How much higher are the costs of these layoffs in countries with significant employment protection legislation? “Using a combination of financial analysis, empirical observations and limited existing literature, we estimate that the costs of restructuring (including costs that are significantly higher than severance packages) are around 10 times higher in countries with high levels of labor protection, such as Western Europe, than in other countries. Countries with low labor protections, such as the United States.” It’s not just a financial cost. “In many European countries, including Germany, France, Italy, the Netherlands, Sweden and the United Kingdom, large companies are required to engage in extensive negotiations with trade unions and works councils. These discussions include scope, motivation, timing, team selection for layoffs, severance pay, and in some cases, assistance with retraining or finding new jobs for employees.”
The resulting cost gap is reflected in corporate behavior.
The recent wave of technical layoffs highlights key structural differences between the European and American models. For example, in the United States, Microsoft laid off 10,000 employees in January 2023, with severance costs totaling $800 million, or $80,000 per employee, equivalent to an average compensation period of 5.9 months. Similar figures were observed in Meta (4.2 months), Google (7.5 months), and Twitter (3 months). What stands out about the American model is the agility of corporate decision-making. ChatGPT’s rapid success prompted an immediate response. Microsoft has streamlined its workforce and invested more in its own AI infrastructure, including investing $10 billion in OpenAI. Within months of halting its Metaverse efforts, Meta laid off 20,000 employees and ramped up its investments in AI.
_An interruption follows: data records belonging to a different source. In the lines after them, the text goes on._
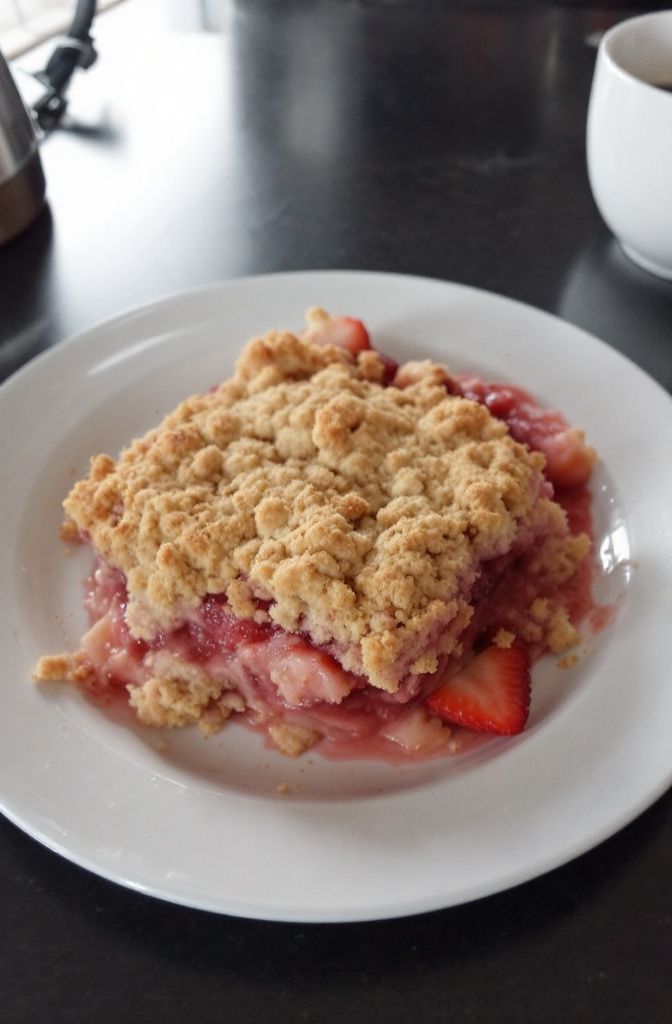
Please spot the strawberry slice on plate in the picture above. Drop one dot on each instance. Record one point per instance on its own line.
(490, 694)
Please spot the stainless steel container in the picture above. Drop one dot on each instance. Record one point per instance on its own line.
(22, 177)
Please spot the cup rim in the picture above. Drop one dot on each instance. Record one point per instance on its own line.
(618, 30)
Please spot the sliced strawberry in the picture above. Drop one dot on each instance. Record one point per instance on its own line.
(303, 674)
(343, 331)
(490, 694)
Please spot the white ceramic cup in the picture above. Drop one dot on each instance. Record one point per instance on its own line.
(629, 139)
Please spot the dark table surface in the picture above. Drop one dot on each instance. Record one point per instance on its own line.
(214, 140)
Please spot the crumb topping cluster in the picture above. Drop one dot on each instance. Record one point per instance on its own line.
(302, 485)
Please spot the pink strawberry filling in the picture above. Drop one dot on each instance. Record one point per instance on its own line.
(284, 677)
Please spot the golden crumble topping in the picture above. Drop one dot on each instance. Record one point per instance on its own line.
(362, 513)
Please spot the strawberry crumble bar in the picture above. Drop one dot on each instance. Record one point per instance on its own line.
(334, 549)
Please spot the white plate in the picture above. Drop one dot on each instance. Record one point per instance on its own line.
(200, 822)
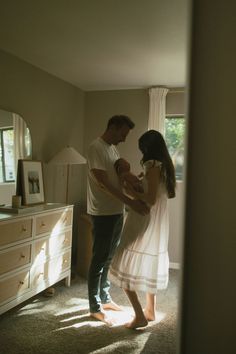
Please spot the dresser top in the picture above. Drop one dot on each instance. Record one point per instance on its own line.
(36, 209)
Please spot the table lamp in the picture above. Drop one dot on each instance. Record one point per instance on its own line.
(67, 156)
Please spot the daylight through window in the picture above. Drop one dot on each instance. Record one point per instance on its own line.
(174, 136)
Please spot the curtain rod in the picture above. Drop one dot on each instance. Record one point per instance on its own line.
(176, 91)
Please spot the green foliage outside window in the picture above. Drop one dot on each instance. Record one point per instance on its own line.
(174, 136)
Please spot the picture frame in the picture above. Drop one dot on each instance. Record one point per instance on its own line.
(32, 182)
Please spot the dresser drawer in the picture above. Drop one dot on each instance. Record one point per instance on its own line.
(51, 270)
(51, 246)
(15, 258)
(14, 286)
(54, 222)
(15, 231)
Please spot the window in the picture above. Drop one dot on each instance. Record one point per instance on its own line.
(7, 168)
(174, 136)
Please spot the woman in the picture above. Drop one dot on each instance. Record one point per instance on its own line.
(141, 262)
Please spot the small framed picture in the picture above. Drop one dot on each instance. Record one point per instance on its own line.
(32, 182)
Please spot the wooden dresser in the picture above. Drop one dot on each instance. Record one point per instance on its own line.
(35, 252)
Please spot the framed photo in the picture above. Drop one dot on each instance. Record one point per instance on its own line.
(32, 182)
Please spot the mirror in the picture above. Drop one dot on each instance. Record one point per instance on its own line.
(15, 143)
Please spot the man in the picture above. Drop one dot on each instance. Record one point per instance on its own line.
(105, 204)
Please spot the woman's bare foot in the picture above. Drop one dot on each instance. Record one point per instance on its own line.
(137, 323)
(150, 315)
(111, 306)
(101, 316)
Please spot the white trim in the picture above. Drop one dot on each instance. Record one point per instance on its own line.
(174, 265)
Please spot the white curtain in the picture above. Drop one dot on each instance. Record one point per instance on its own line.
(20, 133)
(157, 109)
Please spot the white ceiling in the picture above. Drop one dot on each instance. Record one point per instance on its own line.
(100, 44)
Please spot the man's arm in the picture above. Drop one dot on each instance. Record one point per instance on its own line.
(103, 181)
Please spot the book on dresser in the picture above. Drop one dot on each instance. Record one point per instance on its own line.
(21, 210)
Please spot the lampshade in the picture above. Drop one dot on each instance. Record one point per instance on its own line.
(68, 156)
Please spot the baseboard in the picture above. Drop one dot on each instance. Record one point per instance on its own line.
(174, 265)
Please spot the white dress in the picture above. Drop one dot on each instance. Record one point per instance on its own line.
(141, 261)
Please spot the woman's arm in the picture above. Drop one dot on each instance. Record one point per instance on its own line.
(153, 180)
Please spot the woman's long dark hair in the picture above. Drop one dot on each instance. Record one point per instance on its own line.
(153, 147)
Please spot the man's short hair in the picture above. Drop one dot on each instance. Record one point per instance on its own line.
(119, 121)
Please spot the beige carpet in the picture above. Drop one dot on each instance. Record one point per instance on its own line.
(61, 324)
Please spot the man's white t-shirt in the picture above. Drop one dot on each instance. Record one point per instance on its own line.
(102, 156)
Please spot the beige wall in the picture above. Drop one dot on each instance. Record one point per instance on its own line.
(59, 114)
(53, 111)
(208, 297)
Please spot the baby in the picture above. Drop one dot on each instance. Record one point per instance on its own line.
(126, 176)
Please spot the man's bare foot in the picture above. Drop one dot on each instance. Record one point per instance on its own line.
(150, 315)
(137, 323)
(111, 306)
(100, 316)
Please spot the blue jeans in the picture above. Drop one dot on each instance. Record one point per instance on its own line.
(106, 237)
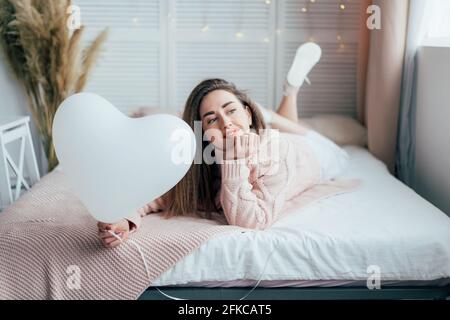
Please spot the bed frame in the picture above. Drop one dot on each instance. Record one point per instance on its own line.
(308, 293)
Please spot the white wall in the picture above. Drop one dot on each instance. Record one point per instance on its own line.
(432, 171)
(13, 102)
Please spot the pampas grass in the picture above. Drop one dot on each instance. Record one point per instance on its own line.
(46, 57)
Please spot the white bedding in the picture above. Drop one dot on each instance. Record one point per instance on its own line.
(383, 224)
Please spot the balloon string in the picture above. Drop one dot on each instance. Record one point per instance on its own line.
(138, 247)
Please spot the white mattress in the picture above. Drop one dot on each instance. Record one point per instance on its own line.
(383, 224)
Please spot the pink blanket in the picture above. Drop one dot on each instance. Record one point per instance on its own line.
(49, 247)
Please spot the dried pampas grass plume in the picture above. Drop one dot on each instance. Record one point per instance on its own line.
(46, 57)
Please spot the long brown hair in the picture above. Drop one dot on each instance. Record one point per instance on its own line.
(197, 191)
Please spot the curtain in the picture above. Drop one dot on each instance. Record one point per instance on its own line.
(419, 22)
(384, 78)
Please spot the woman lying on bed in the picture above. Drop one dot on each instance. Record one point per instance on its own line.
(256, 171)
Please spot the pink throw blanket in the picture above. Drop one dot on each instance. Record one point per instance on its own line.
(49, 247)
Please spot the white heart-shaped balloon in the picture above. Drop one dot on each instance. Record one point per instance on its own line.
(116, 164)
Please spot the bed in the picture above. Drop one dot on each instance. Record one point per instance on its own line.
(334, 248)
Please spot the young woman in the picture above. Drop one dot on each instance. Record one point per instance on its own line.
(256, 171)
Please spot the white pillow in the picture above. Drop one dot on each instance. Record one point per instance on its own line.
(341, 130)
(332, 158)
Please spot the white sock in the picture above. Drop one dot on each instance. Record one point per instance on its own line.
(306, 57)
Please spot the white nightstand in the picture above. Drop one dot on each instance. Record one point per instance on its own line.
(13, 129)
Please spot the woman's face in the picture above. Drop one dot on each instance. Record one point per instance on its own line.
(223, 115)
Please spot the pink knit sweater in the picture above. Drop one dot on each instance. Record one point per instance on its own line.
(254, 191)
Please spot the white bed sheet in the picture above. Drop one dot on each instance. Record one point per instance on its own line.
(383, 224)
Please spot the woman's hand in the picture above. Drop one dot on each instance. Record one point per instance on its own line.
(238, 147)
(121, 229)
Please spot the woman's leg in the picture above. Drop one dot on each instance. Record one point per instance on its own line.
(286, 118)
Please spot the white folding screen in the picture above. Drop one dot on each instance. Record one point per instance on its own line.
(159, 50)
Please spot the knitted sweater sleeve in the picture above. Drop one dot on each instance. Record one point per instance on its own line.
(256, 204)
Similarly, Google faced its search woes, halted a major project, laid off 12,000 employees, and ramped up its AI efforts by increasing its R&D investments to $43 billion in 2023, including hiring tens of thousands of engineers with AI backgrounds. In Europe, three technology leaders including Nokia, SAP, and Ericsson also announced restructuring plans. Nokia, Europe’s largest technology investor, has cut up to 14,000 jobs. Despite a 21% plunge in sales last year that necessitated immediate action, the restructuring will not be completed until 2026 due to regulatory constraints in Germany, France and Finland. Similarly, European software leader SAP announced 8,000 layoffs, with compensation spread globally over 18 months and more than three years in Europe. …
Could there be some ways in which job protection law advocates could support the general goals of such legislation while reducing costs? One simple possibility suggested by the authors is that employment protection rules could apply only to the bottom 95% or 90% of workers by salary. That is, it protects average and above-average workers, but not those at the top of the wage distribution. Another possibility is to put the money in an account that can be withdrawn when employees are laid off. Another possibility modeled after Denmark’s ‘flexictability’ approachThis means the government will cover the cost of income support, job search and retraining support, and businesses will retain the flexibility to fire as they wish. The rules for European companies negotiating with trade unions and works councils could also be clarified and simplified.